Het door de Inspecteur aangevoerde bezwaar dat belanghebbendes administratieve systeem als tekortkoming heeft dat de Excelbladen weliswaar de verkochte aantallen van softdrugs vermelden, doch dat niet wordt vermeld in welke tijdsvolgorde die producten zijn verkocht, alsmede zijn bezwaar dat de notitievelletjes niet op tijdsvolgorde zijn gerangschikt noch zijn te rangschikken, wordt verworpen. Zonder nadere toelichting, die niet is gegeven, valt niet in te zien waarom de administratie van belanghebbende op die grond ondeugdelijk zou zijn. Dat zich bij een juiste chronologische plaatsing van de contante inkomsten en uitgaven, rekening houdend met de notitievelletjes, negatieve kassen zouden hebben voor gedaan is door de Inspecteur niet gesteld. Daarbij zij aangetekend dat in geen van de vijf in het geding gebrachte rapporten is gesteld dat zich negatieve kassen hebben voorgedaan.
7.5.13.
De stelling van de Inspecteur dat de omzetten en inkopen achteraf worden berekend aan de hand van de voorraadadministratie is door belanghebbende en haar administrateur weersproken (bijlage 10.36 bij het verweerschrift in eerste aanleg). Belanghebbende heeft verklaard dat de omzetten, de inkopen en overige uitgaven dagelijks worden bijgehouden. Aangezien de verklaring van belanghebbende in overeenstemming is met de wijze van administreren, zoals hiervoor weergegeven, acht het Hof de verklaring van belanghebbende geloofwaardig.
7.5.14.
In onderdeel 3.2 van het controlerapport heeft de controlerend ambtenaar opgemerkt dat de kassaldi volgens de ingediende jaarstukken niet aansluiten met de saldi op de desbetreffende Excelbladen. Uit het controlerapport wordt niet duidelijk wat het kassaldo was volgens de desbetreffende Excelbladen, zodat evenmin duidelijk wordt hoe groot de verschillen waren tussen de saldi volgens de ingediende jaarstukken en de saldi volgens de desbetreffende Excelbladen. Ten aanzien van dit verwijt zijn derhalve onvoldoende feiten en omstandigheden komen vast te staan die de conclusie rechtvaardigen dat de door belanghebbende gevoerde administratie ondeugdelijk is.
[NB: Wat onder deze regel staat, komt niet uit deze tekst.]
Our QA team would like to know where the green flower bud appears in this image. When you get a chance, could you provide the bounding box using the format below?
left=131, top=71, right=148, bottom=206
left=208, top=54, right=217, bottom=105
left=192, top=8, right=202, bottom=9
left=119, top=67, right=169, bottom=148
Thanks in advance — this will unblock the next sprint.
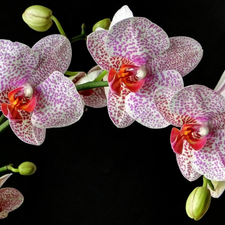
left=18, top=162, right=37, bottom=175
left=92, top=18, right=111, bottom=31
left=186, top=187, right=211, bottom=220
left=22, top=5, right=52, bottom=32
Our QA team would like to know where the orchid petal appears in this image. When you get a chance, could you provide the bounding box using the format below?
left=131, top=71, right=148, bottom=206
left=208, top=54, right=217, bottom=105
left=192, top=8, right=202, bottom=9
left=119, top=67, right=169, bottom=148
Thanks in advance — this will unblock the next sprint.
left=87, top=30, right=134, bottom=71
left=109, top=5, right=133, bottom=30
left=0, top=173, right=12, bottom=187
left=152, top=37, right=203, bottom=76
left=125, top=70, right=183, bottom=128
left=31, top=71, right=83, bottom=129
left=0, top=188, right=24, bottom=219
left=29, top=34, right=72, bottom=86
left=170, top=127, right=184, bottom=154
left=154, top=86, right=197, bottom=127
left=108, top=84, right=134, bottom=128
left=105, top=17, right=169, bottom=66
left=170, top=85, right=225, bottom=122
left=176, top=140, right=201, bottom=181
left=9, top=111, right=46, bottom=145
left=192, top=130, right=225, bottom=181
left=208, top=180, right=225, bottom=198
left=0, top=39, right=38, bottom=92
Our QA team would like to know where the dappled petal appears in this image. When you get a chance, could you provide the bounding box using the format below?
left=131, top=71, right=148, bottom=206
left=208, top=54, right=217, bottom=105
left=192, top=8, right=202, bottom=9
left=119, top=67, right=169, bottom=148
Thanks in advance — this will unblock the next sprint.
left=152, top=37, right=203, bottom=76
left=170, top=85, right=225, bottom=122
left=10, top=111, right=46, bottom=145
left=0, top=188, right=24, bottom=219
left=105, top=17, right=169, bottom=66
left=0, top=39, right=38, bottom=92
left=154, top=86, right=197, bottom=127
left=29, top=34, right=72, bottom=86
left=192, top=130, right=225, bottom=181
left=109, top=5, right=133, bottom=29
left=31, top=72, right=83, bottom=128
left=125, top=70, right=183, bottom=128
left=108, top=84, right=135, bottom=128
left=176, top=140, right=201, bottom=181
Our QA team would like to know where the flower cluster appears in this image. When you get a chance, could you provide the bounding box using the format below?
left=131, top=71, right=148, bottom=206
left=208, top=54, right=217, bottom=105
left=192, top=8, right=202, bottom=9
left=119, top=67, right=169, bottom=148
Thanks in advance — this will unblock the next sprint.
left=0, top=3, right=225, bottom=220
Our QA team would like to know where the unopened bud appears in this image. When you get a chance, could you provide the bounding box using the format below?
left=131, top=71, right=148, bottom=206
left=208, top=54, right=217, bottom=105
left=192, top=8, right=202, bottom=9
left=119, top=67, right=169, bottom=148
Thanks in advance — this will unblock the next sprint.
left=18, top=162, right=37, bottom=175
left=186, top=187, right=211, bottom=220
left=22, top=5, right=52, bottom=32
left=92, top=18, right=111, bottom=31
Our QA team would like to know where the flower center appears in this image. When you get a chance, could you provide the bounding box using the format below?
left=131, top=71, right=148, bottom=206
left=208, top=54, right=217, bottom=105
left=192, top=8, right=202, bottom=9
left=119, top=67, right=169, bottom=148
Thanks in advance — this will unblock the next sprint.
left=108, top=64, right=147, bottom=95
left=1, top=84, right=36, bottom=122
left=170, top=124, right=209, bottom=154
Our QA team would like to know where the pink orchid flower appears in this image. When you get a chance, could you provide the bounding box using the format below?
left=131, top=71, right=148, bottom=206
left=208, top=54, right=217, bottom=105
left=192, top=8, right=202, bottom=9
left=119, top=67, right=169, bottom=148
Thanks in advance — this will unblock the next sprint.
left=87, top=6, right=203, bottom=128
left=0, top=173, right=24, bottom=219
left=0, top=35, right=83, bottom=145
left=154, top=82, right=225, bottom=181
left=71, top=66, right=107, bottom=108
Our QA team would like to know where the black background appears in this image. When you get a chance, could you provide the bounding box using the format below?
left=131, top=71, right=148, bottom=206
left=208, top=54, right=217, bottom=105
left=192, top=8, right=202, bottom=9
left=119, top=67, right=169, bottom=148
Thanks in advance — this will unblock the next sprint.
left=0, top=0, right=225, bottom=225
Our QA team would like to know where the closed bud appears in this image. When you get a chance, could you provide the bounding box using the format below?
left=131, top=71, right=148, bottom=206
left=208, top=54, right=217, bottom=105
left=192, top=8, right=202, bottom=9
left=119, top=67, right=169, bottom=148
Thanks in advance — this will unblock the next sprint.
left=18, top=162, right=37, bottom=175
left=92, top=18, right=111, bottom=31
left=186, top=187, right=211, bottom=220
left=22, top=5, right=52, bottom=32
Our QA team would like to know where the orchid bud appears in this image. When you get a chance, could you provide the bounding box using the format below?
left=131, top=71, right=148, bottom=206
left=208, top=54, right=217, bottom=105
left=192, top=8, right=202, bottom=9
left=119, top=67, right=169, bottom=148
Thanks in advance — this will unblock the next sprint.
left=22, top=5, right=52, bottom=32
left=92, top=18, right=111, bottom=31
left=186, top=187, right=211, bottom=220
left=18, top=162, right=37, bottom=175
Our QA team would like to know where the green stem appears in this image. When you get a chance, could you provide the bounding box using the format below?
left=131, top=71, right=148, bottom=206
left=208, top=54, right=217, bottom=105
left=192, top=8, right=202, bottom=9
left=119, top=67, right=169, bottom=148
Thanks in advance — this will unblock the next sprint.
left=51, top=15, right=66, bottom=36
left=70, top=23, right=87, bottom=43
left=0, top=114, right=6, bottom=125
left=0, top=120, right=9, bottom=133
left=65, top=70, right=80, bottom=76
left=202, top=176, right=214, bottom=191
left=0, top=166, right=8, bottom=173
left=76, top=81, right=109, bottom=91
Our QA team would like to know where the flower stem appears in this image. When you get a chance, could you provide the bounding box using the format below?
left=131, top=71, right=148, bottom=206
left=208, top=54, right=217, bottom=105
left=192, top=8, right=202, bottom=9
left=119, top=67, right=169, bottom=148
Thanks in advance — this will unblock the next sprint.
left=0, top=114, right=6, bottom=125
left=76, top=81, right=109, bottom=91
left=202, top=176, right=214, bottom=191
left=51, top=15, right=66, bottom=36
left=70, top=23, right=87, bottom=43
left=0, top=120, right=9, bottom=133
left=65, top=70, right=80, bottom=76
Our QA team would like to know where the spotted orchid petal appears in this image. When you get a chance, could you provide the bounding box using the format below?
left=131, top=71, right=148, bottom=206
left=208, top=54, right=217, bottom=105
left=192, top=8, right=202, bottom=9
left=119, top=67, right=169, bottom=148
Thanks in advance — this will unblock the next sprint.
left=0, top=188, right=24, bottom=219
left=109, top=5, right=133, bottom=29
left=152, top=36, right=203, bottom=76
left=108, top=84, right=135, bottom=128
left=192, top=130, right=225, bottom=181
left=208, top=180, right=225, bottom=198
left=31, top=71, right=83, bottom=129
left=105, top=17, right=169, bottom=66
left=170, top=85, right=225, bottom=122
left=9, top=111, right=46, bottom=145
left=29, top=34, right=72, bottom=86
left=176, top=140, right=201, bottom=181
left=154, top=86, right=197, bottom=127
left=125, top=70, right=183, bottom=128
left=0, top=40, right=38, bottom=92
left=87, top=30, right=134, bottom=71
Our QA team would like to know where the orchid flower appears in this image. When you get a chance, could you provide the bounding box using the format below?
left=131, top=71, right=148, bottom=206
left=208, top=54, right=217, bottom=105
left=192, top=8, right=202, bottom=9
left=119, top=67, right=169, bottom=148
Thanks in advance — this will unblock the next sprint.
left=0, top=35, right=83, bottom=145
left=0, top=173, right=24, bottom=219
left=87, top=6, right=203, bottom=128
left=154, top=82, right=225, bottom=181
left=70, top=66, right=107, bottom=108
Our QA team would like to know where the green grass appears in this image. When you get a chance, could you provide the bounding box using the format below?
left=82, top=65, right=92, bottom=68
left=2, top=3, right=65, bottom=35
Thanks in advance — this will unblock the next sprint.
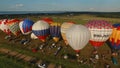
left=0, top=43, right=92, bottom=68
left=0, top=53, right=31, bottom=68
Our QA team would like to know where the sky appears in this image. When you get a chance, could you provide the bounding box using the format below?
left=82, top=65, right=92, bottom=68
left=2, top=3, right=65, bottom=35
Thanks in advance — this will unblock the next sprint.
left=0, top=0, right=120, bottom=12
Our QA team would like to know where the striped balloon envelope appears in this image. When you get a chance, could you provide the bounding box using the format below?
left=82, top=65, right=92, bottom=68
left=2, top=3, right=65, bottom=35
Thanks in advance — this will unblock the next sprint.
left=66, top=24, right=90, bottom=53
left=6, top=19, right=21, bottom=36
left=86, top=20, right=112, bottom=47
left=0, top=19, right=11, bottom=35
left=19, top=19, right=34, bottom=35
left=61, top=22, right=75, bottom=45
left=32, top=20, right=49, bottom=42
left=50, top=22, right=61, bottom=42
left=109, top=23, right=120, bottom=49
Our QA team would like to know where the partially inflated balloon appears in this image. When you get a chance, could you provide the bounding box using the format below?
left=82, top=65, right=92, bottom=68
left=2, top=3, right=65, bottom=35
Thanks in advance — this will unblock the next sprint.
left=30, top=33, right=38, bottom=39
left=61, top=22, right=74, bottom=45
left=86, top=20, right=112, bottom=47
left=0, top=19, right=11, bottom=34
left=32, top=21, right=49, bottom=42
left=66, top=25, right=90, bottom=52
left=19, top=19, right=34, bottom=35
left=6, top=19, right=20, bottom=36
left=109, top=23, right=120, bottom=49
left=42, top=17, right=53, bottom=24
left=50, top=23, right=61, bottom=42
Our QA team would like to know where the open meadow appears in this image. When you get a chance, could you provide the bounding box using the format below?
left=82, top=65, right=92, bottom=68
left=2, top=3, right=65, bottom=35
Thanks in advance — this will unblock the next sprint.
left=0, top=14, right=120, bottom=68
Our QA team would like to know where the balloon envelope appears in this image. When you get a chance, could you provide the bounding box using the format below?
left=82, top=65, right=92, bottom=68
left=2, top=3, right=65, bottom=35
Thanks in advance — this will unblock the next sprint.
left=86, top=20, right=112, bottom=47
left=6, top=19, right=20, bottom=36
left=42, top=17, right=53, bottom=24
left=30, top=33, right=38, bottom=39
left=19, top=19, right=34, bottom=35
left=50, top=23, right=61, bottom=42
left=0, top=19, right=11, bottom=34
left=32, top=21, right=49, bottom=42
left=66, top=25, right=90, bottom=52
left=61, top=22, right=74, bottom=45
left=109, top=23, right=120, bottom=49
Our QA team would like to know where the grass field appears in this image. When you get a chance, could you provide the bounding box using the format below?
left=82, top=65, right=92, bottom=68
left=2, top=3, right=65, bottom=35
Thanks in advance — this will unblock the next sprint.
left=0, top=14, right=120, bottom=68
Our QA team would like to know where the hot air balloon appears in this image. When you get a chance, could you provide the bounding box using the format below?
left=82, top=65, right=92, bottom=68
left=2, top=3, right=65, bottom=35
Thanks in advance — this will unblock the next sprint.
left=6, top=19, right=20, bottom=36
left=108, top=23, right=120, bottom=49
left=19, top=19, right=34, bottom=35
left=86, top=20, right=112, bottom=49
left=66, top=24, right=91, bottom=53
left=50, top=23, right=61, bottom=42
left=30, top=33, right=38, bottom=39
left=61, top=22, right=74, bottom=45
left=32, top=20, right=49, bottom=42
left=0, top=19, right=11, bottom=35
left=42, top=17, right=53, bottom=24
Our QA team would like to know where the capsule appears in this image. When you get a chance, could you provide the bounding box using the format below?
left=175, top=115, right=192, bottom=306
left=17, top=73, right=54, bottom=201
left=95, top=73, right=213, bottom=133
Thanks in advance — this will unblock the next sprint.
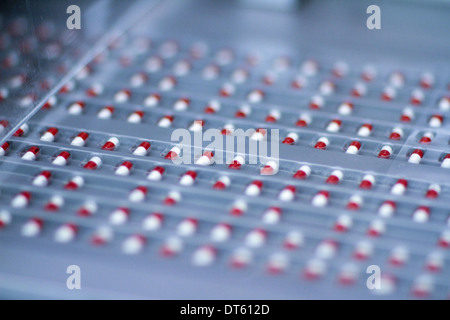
left=278, top=186, right=297, bottom=202
left=41, top=127, right=58, bottom=142
left=192, top=246, right=217, bottom=267
left=292, top=165, right=311, bottom=179
left=244, top=229, right=267, bottom=248
left=378, top=200, right=397, bottom=218
left=180, top=171, right=197, bottom=186
left=83, top=156, right=102, bottom=170
left=262, top=207, right=282, bottom=224
left=122, top=234, right=147, bottom=255
left=234, top=104, right=252, bottom=118
left=408, top=149, right=424, bottom=164
left=295, top=113, right=311, bottom=127
left=311, top=190, right=330, bottom=207
left=359, top=174, right=375, bottom=189
left=108, top=208, right=130, bottom=226
left=32, top=171, right=52, bottom=187
left=213, top=176, right=231, bottom=190
left=247, top=90, right=265, bottom=103
left=97, top=106, right=116, bottom=120
left=142, top=212, right=164, bottom=231
left=259, top=160, right=278, bottom=175
left=389, top=127, right=403, bottom=140
left=378, top=145, right=393, bottom=159
left=102, top=137, right=119, bottom=151
left=127, top=110, right=144, bottom=123
left=245, top=180, right=263, bottom=197
left=337, top=102, right=354, bottom=116
left=345, top=140, right=361, bottom=154
left=0, top=142, right=10, bottom=157
left=147, top=166, right=165, bottom=181
left=21, top=218, right=44, bottom=237
left=230, top=200, right=248, bottom=216
left=164, top=191, right=182, bottom=206
left=325, top=170, right=344, bottom=184
left=428, top=114, right=444, bottom=128
left=144, top=93, right=161, bottom=108
left=13, top=123, right=30, bottom=137
left=357, top=123, right=373, bottom=137
left=228, top=156, right=245, bottom=170
left=11, top=191, right=31, bottom=209
left=64, top=176, right=84, bottom=190
left=309, top=95, right=325, bottom=110
left=314, top=137, right=330, bottom=150
left=158, top=115, right=174, bottom=128
left=195, top=151, right=214, bottom=166
left=22, top=147, right=40, bottom=161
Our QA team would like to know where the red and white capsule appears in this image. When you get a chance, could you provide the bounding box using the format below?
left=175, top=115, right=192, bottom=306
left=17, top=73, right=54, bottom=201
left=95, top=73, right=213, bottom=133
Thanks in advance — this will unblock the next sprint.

Ad B: Brutowinstpercentage
7.6.1.
De Inspecteur heeft aangevoerd dat het uit de administratie gebleken brutowinstpercentage aanzienlijk te laag is. In het controlerapport is daarover opgemerkt:
“De in deze branche gehanteerde brutowinstpercentages van de inkoopwaarde, bij het zelf versnijden en verpakken. bedragen minimaal 100 percent. Bij inkoop in voorverpakte zakjes is dit 90 percent van de inkoopwaarde.”
7.6.2.
Een onderbouwing over het in de branche gebruikelijke brutowinstpercentage is in het rapport niet gegeven.
7.6.3.
In de uitspraken op bezwaar heeft de Inspecteur – kennelijk ter nadere onderbouwing van zijn standpunt daaraan toegevoegd dat de door belanghebbende gerealiseerde brutowinst percentueel substantieel afwijkt van hetgeen in de jurisprudentie en bij vergelijkbare ondernemingen wordt gehanteerd en behaald. Bovendien heeft belanghebbende – aldus de Inspecteur bij het bezoek van de Belastingdienst op 12 oktober 2011 “uitlatingen gedaan waaruit door de desbetreffende controleambtenaren is geconcludeerd dat het brutowinstpercentage in de onderneming 100% van de inkoop is”.
7.6.4.
In het verweerschrift in hoger beroep heeft de Inspecteur gewezen op het arrest van de Hoge Raad van 31 mei 2013, nrs. 11/03452 en 11/03456, ECLI:NL:HR:2013:BX7184.
7.6.5.
Voorts heeft de Inspecteur een vijftal geanonimiseerde rapporten in het geding gebracht van boekenonderzoeken bij coffeeshops (A tot en met E), die gevestigd zijn in de omgeving van de coffeeshop van belanghebbende. Twee van die rapporten hebben betrekking op dezelfde coffeeshop.
7.7.1.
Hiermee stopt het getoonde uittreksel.